Mr. Gowers was also a prime mover in the Elsevier boycott movement, launched early in 2012.  He’s apparently done some “sounding out” regarding the possibilities in one of his areas of interest:

Apparently, the plan is for the whole thing to start this April. Because I have known about the project for some time, I have quietly sounded out a few people in additive combinatorics, and it seems that there is enough enthusiasm that we will be able to start an epijournal broadly in that area …

I’m glad to hear of this development, and I hope that the new journals will be a success.   As I’ve said, one of the most important potential benefits of the “Internet Age” is the wider availability of knowledge, particularly to a large chunk of humanity that would otherwise, for reasons of geography, politics, or economics, never have had a chance.


Detecting Election Fraud

October 3, 2012

As I’m sure readers know, this is a presidential election year in the United States.  (There are also elections for members of the House of Representatives and for some Senate seats.)   A side attraction in this year’s festivities is an ongoing political and legal tussle over the attempts, in some states, to impose more stringent identification requirements for those wishing to vote.  Proponents of these measures argue that they are necessary to prevent election fraud.   Actual evidence that this occurs, at least in the form (impersonation) that these measures would address, is in remarkably short supply.  Nonetheless, it does prompt the question: how can election fraud be detected?

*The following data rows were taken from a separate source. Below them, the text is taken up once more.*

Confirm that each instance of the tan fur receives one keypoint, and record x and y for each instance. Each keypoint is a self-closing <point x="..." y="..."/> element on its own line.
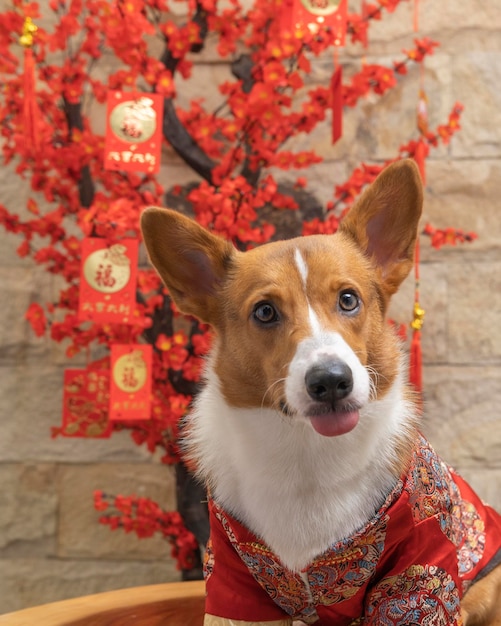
<point x="481" y="605"/>
<point x="211" y="280"/>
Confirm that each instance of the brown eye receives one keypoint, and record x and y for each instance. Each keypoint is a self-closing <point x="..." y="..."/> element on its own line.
<point x="265" y="313"/>
<point x="349" y="301"/>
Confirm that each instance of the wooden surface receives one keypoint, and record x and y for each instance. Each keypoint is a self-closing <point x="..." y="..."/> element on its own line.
<point x="171" y="604"/>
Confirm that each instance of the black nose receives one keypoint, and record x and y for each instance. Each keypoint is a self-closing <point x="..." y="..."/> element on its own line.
<point x="329" y="382"/>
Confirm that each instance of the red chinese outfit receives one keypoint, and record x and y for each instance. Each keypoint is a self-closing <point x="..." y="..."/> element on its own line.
<point x="411" y="564"/>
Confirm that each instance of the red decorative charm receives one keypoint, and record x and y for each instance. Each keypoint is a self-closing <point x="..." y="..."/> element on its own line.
<point x="108" y="280"/>
<point x="133" y="132"/>
<point x="337" y="104"/>
<point x="130" y="387"/>
<point x="85" y="404"/>
<point x="31" y="112"/>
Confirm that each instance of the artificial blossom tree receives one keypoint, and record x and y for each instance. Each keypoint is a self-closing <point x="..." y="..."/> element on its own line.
<point x="52" y="90"/>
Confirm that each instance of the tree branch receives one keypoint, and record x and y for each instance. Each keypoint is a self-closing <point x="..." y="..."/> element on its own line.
<point x="86" y="188"/>
<point x="173" y="130"/>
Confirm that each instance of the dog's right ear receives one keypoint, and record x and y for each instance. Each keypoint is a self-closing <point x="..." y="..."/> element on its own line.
<point x="191" y="261"/>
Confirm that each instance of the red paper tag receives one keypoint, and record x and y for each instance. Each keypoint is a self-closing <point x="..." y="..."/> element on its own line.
<point x="315" y="14"/>
<point x="130" y="386"/>
<point x="133" y="132"/>
<point x="337" y="103"/>
<point x="108" y="280"/>
<point x="86" y="403"/>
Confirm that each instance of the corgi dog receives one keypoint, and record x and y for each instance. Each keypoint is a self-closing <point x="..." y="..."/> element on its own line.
<point x="326" y="503"/>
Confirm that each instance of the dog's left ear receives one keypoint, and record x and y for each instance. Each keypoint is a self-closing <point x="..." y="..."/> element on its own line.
<point x="191" y="261"/>
<point x="384" y="222"/>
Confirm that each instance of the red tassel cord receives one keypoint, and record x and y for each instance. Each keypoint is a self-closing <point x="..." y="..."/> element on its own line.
<point x="416" y="358"/>
<point x="31" y="113"/>
<point x="337" y="103"/>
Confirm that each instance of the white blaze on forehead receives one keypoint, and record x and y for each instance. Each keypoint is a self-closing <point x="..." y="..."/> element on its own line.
<point x="303" y="272"/>
<point x="301" y="266"/>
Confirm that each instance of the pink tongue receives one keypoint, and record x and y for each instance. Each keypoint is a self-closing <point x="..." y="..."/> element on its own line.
<point x="334" y="424"/>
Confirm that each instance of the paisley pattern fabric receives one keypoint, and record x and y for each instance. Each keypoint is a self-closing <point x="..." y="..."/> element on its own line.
<point x="410" y="564"/>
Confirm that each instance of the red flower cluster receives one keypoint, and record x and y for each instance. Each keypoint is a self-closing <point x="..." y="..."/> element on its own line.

The Proceedings of the National Academy of Sciences recently published a paper [abstract, full PDF download available], that takes an interesting new approach to this question.   The authors (Peter Klimek, Yuri Yegorov, Rudolf Hanel, and Stefan Thurner) write:

Democratic societies are built around the principle of free and fair elections, and that each citizen’s vote should count equally. National elections can be regarded as large-scale social experiments, where people are grouped into usually large numbers of electoral districts and vote according to their preferences. The large number of samples implies statistical consequences for the polling results, which can be used to identify election irregularities.

There have, of course, been previous studies that used statistical methods to try to uncover election fraud.  (I wrote about an analysis of Iranian election results, back in 2009, that used Benford’s Law, and similar techniques.)  The authors of the current paper argue that these generally have two drawbacks.

  • They can provide a strong suggestion of fraud; however, since there is no theory of how particular types of fraud (e.g., ballot box stuffing) should change the results, they are far from conclusive.
  • The results may vary depending on the degree to which the election data are aggregated (for example, the size of the voting precincts).

To address these concerns, they develop a parameterized model for the distribution of several election variables (e.g., voter turnout).  This allows them to predict the effect that ballot stuffing should have on the results.  In particular, they find that the distribution of results should have higher kurtosis† in a fraudulent election.   When tested against real-world election data, the model seems to work well across a range of aggregation levels.

This is a fascinating area of research.  The success of techniques of this kind (which have also been used to help spot financial fraud) depends, at least in part, on people’s lack of intuition about seemingly random phenomena, and on their general inability to construct a convincing fake.

____

Kurtosis is a statistical measure of the shape of a distribution, in particular the degree to which it is “peaked” around the mean.  (The word comes from the Greek κυρτόσ, meaning “bulging”.)  The most common measure, based on the fourth moment of the distribution, is “excess kurtosis” relative to the normal (Gaussian) distribution.  A distribution with positive excess kurtosis has a narrower, more acute central “hump” and fatter tails than the normal distribution, and is called leptokurtic; the Poisson distribution is an example.  A distribution with negative excess kurtosis, called platykurtic, has a wider, less pronounced hump, and thinner tails; the uniform distribution is an example.